White Zinfandel Isn’t Just for Your Parents Anymore


3 minute Read

White Zinfandel Isn’t Just for Your Parents Anymore

When you hear White Zinfandel, you probably think pink, sweet, low in alcohol, and, of course, inexpensive. But White Zinfandel is back in a new iteration. That doesn’t mean you should expect Sutter Home to start popping up on top wine lists; that can remain stockpiled in your mom’s fridge. But some California winemakers have decided to reinvent the White Zinfandel wine style, producing dry, Provençal-style rosé wines using the Zinfandel grape. Buckle up — this is White Zin 2.0.

At its core, White Zinfandel is a rosé wine made from the red grape Zinfandel, so any rosé made from Zinfandel is technically “White Zin.” The OG White Zinfandel emerged in the 1970s from Sutter Home, when winemaker Bob Trinchero siphoned off some of the juice from his classic red Zinfandel in order to concentrate it further. This is a classic method for producing rosé, known as the saignée method. Trinchero then dubbed the resulting dry wine “White Zinfandel.” But the popularity and style of the wine were truly cemented several years later, when a fermentation stopped, or “stuck,” leaving a blush-colored wine with residual sugar. Soon wine drinkers were clamoring for the easy-drinking, sugary juice, and with other wineries quickly mimicking the style, White Zinfandel became the most popular wine in the U.S. until the late ’90s. While sommeliers may scoff, likening the classic style more to a strawberry juice box than to wine, you can find lots of White Zinfandel still on liquor and grocery store shelves to this day.

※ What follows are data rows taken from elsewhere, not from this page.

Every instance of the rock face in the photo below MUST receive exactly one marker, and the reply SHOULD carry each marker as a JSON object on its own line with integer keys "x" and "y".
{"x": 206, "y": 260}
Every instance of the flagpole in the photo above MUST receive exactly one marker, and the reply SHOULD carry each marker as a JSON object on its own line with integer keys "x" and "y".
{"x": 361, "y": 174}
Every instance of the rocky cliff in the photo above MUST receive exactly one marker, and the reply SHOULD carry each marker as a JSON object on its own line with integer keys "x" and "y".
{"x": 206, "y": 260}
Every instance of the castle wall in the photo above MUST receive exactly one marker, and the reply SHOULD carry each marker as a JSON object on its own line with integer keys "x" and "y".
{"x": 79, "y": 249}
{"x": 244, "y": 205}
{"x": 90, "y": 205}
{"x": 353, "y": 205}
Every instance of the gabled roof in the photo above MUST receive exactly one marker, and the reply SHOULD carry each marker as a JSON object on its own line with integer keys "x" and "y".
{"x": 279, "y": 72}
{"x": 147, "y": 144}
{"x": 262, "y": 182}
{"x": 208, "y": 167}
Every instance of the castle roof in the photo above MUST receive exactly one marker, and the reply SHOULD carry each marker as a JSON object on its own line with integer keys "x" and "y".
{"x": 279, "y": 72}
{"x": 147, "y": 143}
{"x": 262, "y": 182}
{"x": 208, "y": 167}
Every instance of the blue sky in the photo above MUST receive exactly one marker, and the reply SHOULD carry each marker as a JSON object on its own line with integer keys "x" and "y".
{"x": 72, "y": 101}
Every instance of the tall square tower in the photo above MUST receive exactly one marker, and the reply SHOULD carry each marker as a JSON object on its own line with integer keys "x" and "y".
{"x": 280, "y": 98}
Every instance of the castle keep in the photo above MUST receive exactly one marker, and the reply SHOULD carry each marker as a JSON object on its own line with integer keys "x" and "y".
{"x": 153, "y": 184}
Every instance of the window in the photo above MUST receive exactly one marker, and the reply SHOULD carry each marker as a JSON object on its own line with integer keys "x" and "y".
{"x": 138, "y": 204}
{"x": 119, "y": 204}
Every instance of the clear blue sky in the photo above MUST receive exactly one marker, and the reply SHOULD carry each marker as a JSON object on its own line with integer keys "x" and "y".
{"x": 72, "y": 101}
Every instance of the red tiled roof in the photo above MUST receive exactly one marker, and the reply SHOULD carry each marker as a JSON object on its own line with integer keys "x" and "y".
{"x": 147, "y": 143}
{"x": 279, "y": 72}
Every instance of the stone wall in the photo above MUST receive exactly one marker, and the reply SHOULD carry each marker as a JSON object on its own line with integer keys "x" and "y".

But the idea that White Zinfandel should be completely identified with this style of wine doesn’t sit well with some winemakers. Turley Wine Cellars, known for making high-quality, old vine Zinfandel since the 1990s, was the first to take on this challenge in 2011. The initiative was the brainchild of Christina Turley, director of sales and marketing for Turley Wine Cellars and the oldest of proprietor Larry Turley’s four daughters.

“White Zin had a good heart and a bad reputation, so naturally, I was drawn to it,” Turley says. “The hope was to reclaim the category and rescue this iconic California wine from being banished to the bottom shelf of the supermarket indefinitely.” Ironically, Turley Wine Cellars, along with many other Zinfandel producers, likely have the White Zin craze of days past to thank for the source of their supreme red Zinfandels; the production of White Zin saved many of these old vines from being ripped out and replanted to varieties considered more noble at the time, like Cabernet Sauvignon and Chardonnay.

Another winemaker revamping White Zinfandel is Chris Walsh, owner and winemaker of The End of Nowhere in Amador County, located an hour east of Sacramento. Walsh, who was born and raised in Amador County, grew up surrounded by big, jammy reds made from the region’s ubiquitous Zinfandel. But after becoming a sommelier at some of New York’s top wine bars, his taste preferences changed. When he returned to his hometown to start making wine, Walsh craved a wine that was fresher.

“Every once in awhile I would have [a Zinfandel] that made me think there were other possible stylistic takes on Zin,” Walsh says. “So I wanted to experiment and see what it could do.”

Walsh’s White Zinfandel — which is labeled as Zinfandel rosé — was one of two plays on Zin for his first vintage released to the public, along with a red wine vinified using entirely whole cluster fermentation.

The key to making a great White Zinfandel is not to cut corners at any point during the winemaking process. The grapes must be picked with the intent to make a rosé from the start, which means picking them earlier than grapes picked for red wine. This is opposed to the popular saignée method used for many U.S. rosés: simply bleeding off juice from a red wine fermentation. Using the saignée approach would result in an overly fruity, super-boozy White Zinfandel lacking in acidity. Fermenting the wine until dry is key in order to focus on freshness rather than sugar. Turley Wine Cellars also farms their grapes organically and ages the wine in used French oak barrels, similar to high-end Provençal rosés.

Is the Zinfandel grape really worthy of such attention, time, and expense? Turley and Walsh say yes. Because it tends to ripen early, White Zinfandel can express characteristic Zin flavors like red berries, peach, and spice without sacrificing acidity and freshness. Plus, there’s the curveball factor. “Because it is so well known for the big, sweet style, it can really surprise you,” says Walsh. “I love blind tasting people on it.”

So when White Zin pops up on a wine list next to your favorite rosé, don’t scoff. In addition to Turley Wine Cellars and The End of Nowhere, Broc Cellars and other modern wineries are channeling efforts into building the new wave of White Zinfandel. Maybe just have your mom taste it before she fills the glass with ice cubes.